Federal Reserve Bank of Philadelphia President Charles Plosser said today in an interview with Bloomberg Television that the central bank may need to slow or halt bond buying this year as the economy makes “modest progress.”
“Given where we are, I think I would not be surprised if we face the choice of having to rein in the purchases sometime during this year,” Plosser said in the broadcast interview.
The median forecast in a Bloomberg survey of 69 economists projected the deficit would narrow to $41.3 billion. Estimates ranged from gaps of $39.8 billion to $45 billion. October’s deficit was revised from an initially reported $42.2 billion.
Imports increased 3.8 percent to $231.3 billion, the most since April. Purchases of foreign-made autos and parts climbed by $1.51 billion and demand for mobile phones jumped by $1.81 billion, the report showed.
Exports increased 1 percent in November to $182.6 billion, the report showed. The gain was also led by sales of automobiles and parts and telecommunications equipment.
Economists at Barclays Plc, Morgan Stanley and Nomura Securities were among those who trimmed their fourth-quarter tracking estimates after the report.

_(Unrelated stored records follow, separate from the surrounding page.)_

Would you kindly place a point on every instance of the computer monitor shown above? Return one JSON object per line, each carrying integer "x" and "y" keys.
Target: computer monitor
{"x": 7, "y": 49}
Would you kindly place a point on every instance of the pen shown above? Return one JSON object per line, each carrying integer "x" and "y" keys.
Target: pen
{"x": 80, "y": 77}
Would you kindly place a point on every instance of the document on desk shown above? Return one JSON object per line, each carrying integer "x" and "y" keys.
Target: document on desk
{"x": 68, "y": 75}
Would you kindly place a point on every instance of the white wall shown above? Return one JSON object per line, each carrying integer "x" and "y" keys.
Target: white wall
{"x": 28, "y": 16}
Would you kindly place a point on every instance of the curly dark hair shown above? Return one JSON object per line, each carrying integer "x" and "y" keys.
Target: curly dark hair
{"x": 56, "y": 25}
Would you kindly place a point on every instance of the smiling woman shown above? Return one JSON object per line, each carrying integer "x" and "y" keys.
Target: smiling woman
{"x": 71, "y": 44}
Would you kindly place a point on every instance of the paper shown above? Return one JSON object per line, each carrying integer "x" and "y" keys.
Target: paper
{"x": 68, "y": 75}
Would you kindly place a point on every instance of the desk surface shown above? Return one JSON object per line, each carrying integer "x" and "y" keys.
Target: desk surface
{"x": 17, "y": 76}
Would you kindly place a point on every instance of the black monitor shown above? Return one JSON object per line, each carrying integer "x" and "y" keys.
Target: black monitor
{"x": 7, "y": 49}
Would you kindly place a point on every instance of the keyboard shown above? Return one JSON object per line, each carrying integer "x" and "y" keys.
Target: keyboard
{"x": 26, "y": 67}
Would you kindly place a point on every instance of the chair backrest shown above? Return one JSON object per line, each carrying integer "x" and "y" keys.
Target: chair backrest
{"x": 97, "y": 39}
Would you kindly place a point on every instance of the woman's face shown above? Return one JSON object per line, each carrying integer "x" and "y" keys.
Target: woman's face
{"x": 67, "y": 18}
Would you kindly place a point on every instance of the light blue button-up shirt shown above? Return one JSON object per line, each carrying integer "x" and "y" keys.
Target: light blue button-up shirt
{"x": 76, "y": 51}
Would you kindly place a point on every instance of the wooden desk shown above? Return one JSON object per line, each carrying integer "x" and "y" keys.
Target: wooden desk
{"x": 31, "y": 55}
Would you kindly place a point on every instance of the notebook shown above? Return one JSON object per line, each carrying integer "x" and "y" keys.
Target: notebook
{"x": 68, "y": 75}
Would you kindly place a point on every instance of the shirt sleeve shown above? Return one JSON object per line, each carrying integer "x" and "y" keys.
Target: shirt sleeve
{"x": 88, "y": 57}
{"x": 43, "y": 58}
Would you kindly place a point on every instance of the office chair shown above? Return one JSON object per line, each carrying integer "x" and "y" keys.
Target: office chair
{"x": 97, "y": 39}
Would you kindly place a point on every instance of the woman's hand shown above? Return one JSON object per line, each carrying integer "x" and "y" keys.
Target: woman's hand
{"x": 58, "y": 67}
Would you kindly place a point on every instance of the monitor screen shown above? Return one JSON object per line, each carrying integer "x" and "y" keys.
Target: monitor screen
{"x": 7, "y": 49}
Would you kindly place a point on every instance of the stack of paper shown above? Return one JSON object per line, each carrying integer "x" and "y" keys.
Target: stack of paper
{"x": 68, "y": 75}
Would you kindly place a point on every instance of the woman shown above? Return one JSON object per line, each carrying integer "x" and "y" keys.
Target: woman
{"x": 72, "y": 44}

The deficit adjusted for changes in prices, used to calculate gross domestic product, rose to $51.9 billion, the highest since April 2008, from $46 billion.

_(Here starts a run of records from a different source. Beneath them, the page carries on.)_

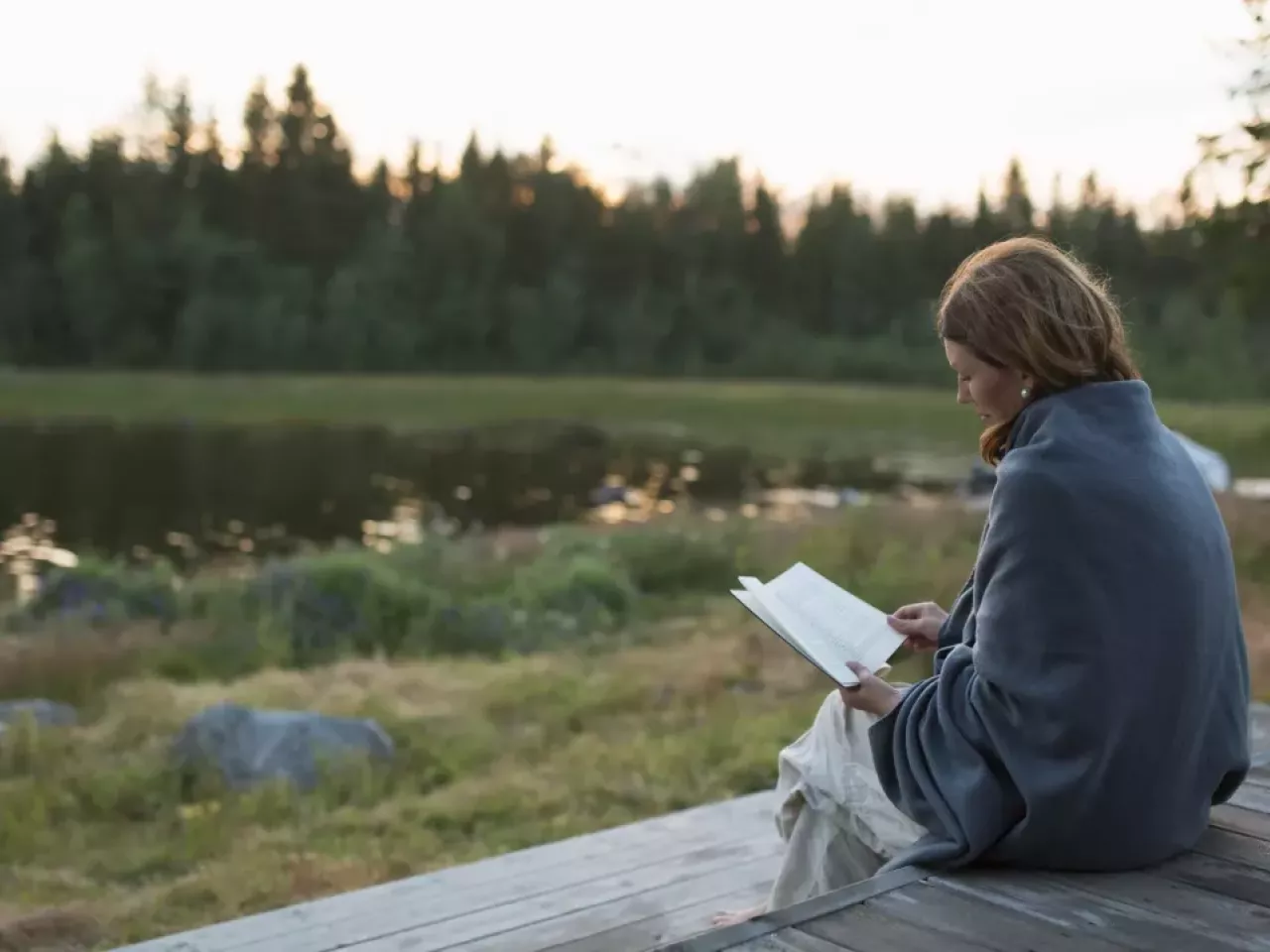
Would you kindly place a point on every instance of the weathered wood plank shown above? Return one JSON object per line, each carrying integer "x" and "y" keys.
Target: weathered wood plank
{"x": 1234, "y": 847}
{"x": 1251, "y": 797}
{"x": 864, "y": 928}
{"x": 666, "y": 927}
{"x": 1236, "y": 819}
{"x": 779, "y": 919}
{"x": 1121, "y": 909}
{"x": 1220, "y": 876}
{"x": 1259, "y": 777}
{"x": 790, "y": 941}
{"x": 578, "y": 929}
{"x": 489, "y": 881}
{"x": 1259, "y": 733}
{"x": 398, "y": 930}
{"x": 1151, "y": 892}
{"x": 996, "y": 927}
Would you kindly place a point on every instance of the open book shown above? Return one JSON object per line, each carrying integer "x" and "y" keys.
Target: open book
{"x": 825, "y": 624}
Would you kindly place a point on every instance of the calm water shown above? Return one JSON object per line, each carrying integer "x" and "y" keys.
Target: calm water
{"x": 187, "y": 490}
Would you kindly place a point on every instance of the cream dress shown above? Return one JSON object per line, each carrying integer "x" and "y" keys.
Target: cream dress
{"x": 835, "y": 820}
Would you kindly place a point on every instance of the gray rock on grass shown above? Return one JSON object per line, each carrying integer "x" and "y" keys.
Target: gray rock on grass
{"x": 41, "y": 712}
{"x": 248, "y": 747}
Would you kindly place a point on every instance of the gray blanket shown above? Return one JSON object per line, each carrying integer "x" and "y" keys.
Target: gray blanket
{"x": 1091, "y": 690}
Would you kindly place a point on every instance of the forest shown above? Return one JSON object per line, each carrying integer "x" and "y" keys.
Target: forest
{"x": 195, "y": 248}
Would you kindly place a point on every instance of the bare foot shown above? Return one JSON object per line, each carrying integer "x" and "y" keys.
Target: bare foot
{"x": 744, "y": 915}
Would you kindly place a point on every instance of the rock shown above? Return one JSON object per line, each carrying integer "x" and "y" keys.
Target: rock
{"x": 44, "y": 714}
{"x": 246, "y": 747}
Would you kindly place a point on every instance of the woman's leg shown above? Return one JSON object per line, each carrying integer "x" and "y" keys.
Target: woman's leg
{"x": 837, "y": 823}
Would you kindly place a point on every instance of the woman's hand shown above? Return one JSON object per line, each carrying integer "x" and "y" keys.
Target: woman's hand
{"x": 873, "y": 696}
{"x": 920, "y": 625}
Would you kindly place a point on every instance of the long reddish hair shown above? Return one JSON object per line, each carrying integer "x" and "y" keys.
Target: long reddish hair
{"x": 1026, "y": 304}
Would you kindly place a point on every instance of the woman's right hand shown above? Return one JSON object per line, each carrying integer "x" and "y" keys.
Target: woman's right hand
{"x": 920, "y": 625}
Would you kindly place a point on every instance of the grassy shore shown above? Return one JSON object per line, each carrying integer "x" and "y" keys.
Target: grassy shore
{"x": 784, "y": 419}
{"x": 668, "y": 697}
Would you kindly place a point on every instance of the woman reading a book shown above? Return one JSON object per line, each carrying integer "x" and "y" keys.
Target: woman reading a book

Nonetheless, the immediate hit to GDP will probably be smaller than the full increase in imports, as purchases of goods made overseas signal a pickup in consumer spending and business investment, which add to growth.
“At this point, it looks as if real GDP growth is more likely to come in around 1.5 percent to 1.75 percent,” RDQ Economics LLC economists John Ryding and Conrad DeQuadros wrote in an e-mail. “However, there is often an offset in a faster inventory build when imports surge, and we will not change our fourth-quarter growth projection until we have the November inventory data in hand.”
The Commerce Department will issue November business inventories statistics on Jan. 15.
American manufacturers are selling more overseas. The Tempe, Arizona-based Institute for Supply Management said its factory export gauge rose in December to a seven-month high. Commerce Department data show exports slumped in October by the most in almost four years.
Companies such as Alcoa, the largest U.S. aluminum producer, are counting on higher demand from recovering economies led by China.
Alcoa is projecting aluminum prices will rise with “China rebounding, Europe kind of muddling through -- probably a little better than what most people thought -- and the U.S., hopefully avoiding to hit the debt ceiling and growing at the same pace that it has been growing last year,” Chief Executive Officer Klaus Kleinfeld said on a Jan. 8 earnings call.
The November trade data may have also been influenced by port disruptions. Superstorm Sandy made landfall Oct. 29, causing billions of dollars in damage along the East Coast and delaying freight traffic in the region. In addition, clerical workers at the ports of Los Angeles and Long Beach, the largest U.S. port complex, went on strike Nov. 27 for eight days, affecting about $1 billion of trade a day.
A report from the Labor Department today showed prices of goods imported into the U.S. unexpectedly dropped 0.1 percent in December after falling 0.8 percent the prior month. Economists projected the gauge would rise 0.1 percent, according to the median estimate in a Bloomberg survey.
The cost of imported fuel decreased 0.1 percent in December from the prior month. Import prices minus fuel also declined 0.1 percent last month.
For all of 2012, import prices fell 1.5 percent, the first annual drop since they retreated 10.1 percent in 2008.